Iwaya いわや 岩屋 means cavern or grotto. 窟 The second kanji itself is iwaya, cavern. Together with 岩 iwa, boulder, it emphasizes a cave made of boulders. To us it means more: a human-made megalithic structure with an interior chamber like a house. Moreover, the word iwakage means shade of the megaliths when we are inside the cavern. My deepest wish is to share with you, dear Reader, this living treasure which is a monument to the study of our solar calendar as measured by our megalithic ancestors. This is moreover a monument to the great capacity of the human mind and the endeavor to bequeath to us such a magnificent solar observatory. This observatory has been operating for thousands of years, and for at least three thousand years has been determining four-year and 128-year leap year cycles with super-high accuracy. The Kanayama solar calendar is finer than the Gregorian calendar that we use. You will learn all this here, and more. Please enjoy your visit to this blogsite, and please visit us at Iwaya-Iwakage.
The Megaliths of Kanayama
The magnificent megalithic sites of Kanayama are found among the trees next to a bubbling stream in the Iwaya Valley close to the Iwaya Dams. When the dams were built to harness the Mazegawa in the 1960s and 70s, many remains of the Jomon period were found. The Jomon period lasted from about 12,000 BCE (possibly 14,500 BCE) to 300 BCE. These megalithic constructions were built thousands of years ago, perhaps around the time of the Egyptian pyramids since there are certain similarities of solar calendrics.
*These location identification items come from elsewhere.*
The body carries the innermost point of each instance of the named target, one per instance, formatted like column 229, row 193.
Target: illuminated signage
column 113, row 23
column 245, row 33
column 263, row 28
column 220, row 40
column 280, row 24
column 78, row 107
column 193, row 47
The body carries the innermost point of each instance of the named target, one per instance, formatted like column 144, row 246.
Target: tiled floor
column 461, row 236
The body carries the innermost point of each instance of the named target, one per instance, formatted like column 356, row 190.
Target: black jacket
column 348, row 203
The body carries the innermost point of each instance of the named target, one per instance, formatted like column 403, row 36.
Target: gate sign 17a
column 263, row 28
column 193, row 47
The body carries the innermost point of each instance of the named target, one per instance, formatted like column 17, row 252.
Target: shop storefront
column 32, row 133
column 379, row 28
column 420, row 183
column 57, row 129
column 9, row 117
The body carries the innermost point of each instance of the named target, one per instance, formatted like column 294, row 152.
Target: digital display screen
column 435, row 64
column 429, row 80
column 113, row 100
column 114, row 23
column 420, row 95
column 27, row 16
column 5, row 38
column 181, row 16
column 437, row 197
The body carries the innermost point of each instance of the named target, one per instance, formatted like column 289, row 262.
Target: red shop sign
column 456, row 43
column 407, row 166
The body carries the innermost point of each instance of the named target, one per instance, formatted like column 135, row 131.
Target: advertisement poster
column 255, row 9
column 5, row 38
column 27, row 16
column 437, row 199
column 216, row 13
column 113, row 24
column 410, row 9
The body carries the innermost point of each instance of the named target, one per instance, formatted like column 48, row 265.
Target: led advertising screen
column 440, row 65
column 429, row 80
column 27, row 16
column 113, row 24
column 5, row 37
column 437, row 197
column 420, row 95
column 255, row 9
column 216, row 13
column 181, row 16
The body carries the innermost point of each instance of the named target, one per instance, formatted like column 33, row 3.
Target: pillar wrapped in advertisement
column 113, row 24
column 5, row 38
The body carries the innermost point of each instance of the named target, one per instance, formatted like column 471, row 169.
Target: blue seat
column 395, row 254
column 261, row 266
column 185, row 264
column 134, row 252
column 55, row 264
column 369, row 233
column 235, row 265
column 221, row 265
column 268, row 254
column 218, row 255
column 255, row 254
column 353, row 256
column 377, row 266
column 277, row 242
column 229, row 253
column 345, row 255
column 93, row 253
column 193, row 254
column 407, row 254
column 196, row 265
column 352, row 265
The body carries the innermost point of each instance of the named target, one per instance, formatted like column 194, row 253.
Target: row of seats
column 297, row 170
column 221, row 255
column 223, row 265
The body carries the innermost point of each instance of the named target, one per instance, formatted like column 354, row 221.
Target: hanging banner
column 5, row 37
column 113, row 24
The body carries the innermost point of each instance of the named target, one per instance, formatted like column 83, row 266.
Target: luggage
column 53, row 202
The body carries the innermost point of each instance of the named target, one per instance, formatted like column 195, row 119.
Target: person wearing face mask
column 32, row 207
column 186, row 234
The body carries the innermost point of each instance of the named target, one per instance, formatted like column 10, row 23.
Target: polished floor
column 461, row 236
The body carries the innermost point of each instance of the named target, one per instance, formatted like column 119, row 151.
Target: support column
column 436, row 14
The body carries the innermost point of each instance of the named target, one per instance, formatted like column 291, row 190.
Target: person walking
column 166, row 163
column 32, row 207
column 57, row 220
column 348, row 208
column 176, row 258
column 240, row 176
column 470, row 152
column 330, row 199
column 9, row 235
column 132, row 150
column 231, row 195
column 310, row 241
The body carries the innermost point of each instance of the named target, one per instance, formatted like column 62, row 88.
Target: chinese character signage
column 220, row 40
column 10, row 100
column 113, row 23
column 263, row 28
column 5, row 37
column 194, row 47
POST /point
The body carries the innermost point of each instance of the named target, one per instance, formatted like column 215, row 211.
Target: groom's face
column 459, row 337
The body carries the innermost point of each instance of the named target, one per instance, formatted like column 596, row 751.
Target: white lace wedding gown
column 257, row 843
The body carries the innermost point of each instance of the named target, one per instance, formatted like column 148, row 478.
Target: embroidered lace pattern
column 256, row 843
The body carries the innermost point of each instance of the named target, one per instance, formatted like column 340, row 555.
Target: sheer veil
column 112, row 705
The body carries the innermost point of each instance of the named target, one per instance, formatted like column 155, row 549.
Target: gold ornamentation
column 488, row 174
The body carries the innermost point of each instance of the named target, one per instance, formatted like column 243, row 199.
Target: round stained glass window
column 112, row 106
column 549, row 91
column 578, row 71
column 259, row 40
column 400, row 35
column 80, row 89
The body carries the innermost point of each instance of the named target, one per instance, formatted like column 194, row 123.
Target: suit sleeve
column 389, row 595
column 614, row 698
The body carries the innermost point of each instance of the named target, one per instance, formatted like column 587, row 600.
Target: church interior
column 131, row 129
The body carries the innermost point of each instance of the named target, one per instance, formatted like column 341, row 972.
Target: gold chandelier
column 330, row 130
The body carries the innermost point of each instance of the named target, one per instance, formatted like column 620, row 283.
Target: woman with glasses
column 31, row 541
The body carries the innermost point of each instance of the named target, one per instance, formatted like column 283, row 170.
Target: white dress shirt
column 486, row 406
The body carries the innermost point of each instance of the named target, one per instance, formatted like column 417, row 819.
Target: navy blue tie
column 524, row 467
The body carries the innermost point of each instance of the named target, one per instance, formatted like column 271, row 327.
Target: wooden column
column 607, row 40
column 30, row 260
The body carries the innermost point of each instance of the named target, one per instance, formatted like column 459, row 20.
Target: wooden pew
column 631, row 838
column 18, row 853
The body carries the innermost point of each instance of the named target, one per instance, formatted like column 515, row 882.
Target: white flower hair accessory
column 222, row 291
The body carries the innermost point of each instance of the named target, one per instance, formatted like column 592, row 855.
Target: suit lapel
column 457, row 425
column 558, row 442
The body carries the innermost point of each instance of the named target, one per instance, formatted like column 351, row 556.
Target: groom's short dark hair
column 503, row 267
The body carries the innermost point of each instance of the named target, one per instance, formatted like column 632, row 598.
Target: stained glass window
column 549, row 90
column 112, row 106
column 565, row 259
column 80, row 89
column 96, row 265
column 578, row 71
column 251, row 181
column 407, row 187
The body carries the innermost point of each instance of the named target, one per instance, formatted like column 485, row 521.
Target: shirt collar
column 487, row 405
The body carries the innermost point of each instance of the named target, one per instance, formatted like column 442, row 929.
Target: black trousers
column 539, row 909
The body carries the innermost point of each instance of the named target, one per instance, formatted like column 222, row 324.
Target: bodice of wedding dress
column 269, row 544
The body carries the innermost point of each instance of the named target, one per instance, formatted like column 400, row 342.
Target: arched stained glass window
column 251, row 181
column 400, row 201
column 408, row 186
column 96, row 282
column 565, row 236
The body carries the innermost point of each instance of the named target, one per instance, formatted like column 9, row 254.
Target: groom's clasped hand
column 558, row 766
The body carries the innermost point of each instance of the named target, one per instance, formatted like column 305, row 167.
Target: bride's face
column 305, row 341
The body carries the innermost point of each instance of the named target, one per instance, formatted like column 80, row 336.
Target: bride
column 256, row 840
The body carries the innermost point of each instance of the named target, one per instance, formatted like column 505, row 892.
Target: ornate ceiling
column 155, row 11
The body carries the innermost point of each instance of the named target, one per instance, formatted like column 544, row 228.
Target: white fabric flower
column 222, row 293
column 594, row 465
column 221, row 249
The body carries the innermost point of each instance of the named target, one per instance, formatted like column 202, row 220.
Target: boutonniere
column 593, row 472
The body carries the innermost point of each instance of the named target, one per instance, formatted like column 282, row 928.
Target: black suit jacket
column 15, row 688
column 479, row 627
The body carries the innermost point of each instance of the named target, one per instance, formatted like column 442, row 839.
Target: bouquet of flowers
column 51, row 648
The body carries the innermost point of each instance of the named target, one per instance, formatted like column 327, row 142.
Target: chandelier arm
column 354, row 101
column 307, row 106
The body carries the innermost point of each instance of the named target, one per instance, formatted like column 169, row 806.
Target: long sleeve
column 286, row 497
There are three groupings of the Kanayama megaliths, two close to each other in the Iwaya Valley and one due east on top of the nearby Higashinoyama mountain. The three clusters of megaliths are referred to as Higashinoyama (eastern mountain), Senkoku-ishi (carved stone), and Iwaya-Iwakage (boulder chamber). Although the presence of the megaliths was known to the local residents, and indeed there are a torii and little shrines indicating a sacred site, the why of the megaliths was a mystery. In the late 1990s Y. Kobayashi and S. Tokuda began investigating them. The information which I present to you is made available through the gracious courtesy of Kobayashi-san and Tokuda-san. Their website is here: http://www.seiryu.ne.jp/~kankou-kanayama/megaliths/index.html, and their Japanese blog here: http://blog.livedoor.jp/kanayama_tour-kanayamamegaliths/archives/cat_568477.html.
It is remarkable that a solar observatory can be efficient even in the mountains at north latitude 35 degrees all year round. This is possible due to ingenuous design and astute selection of location.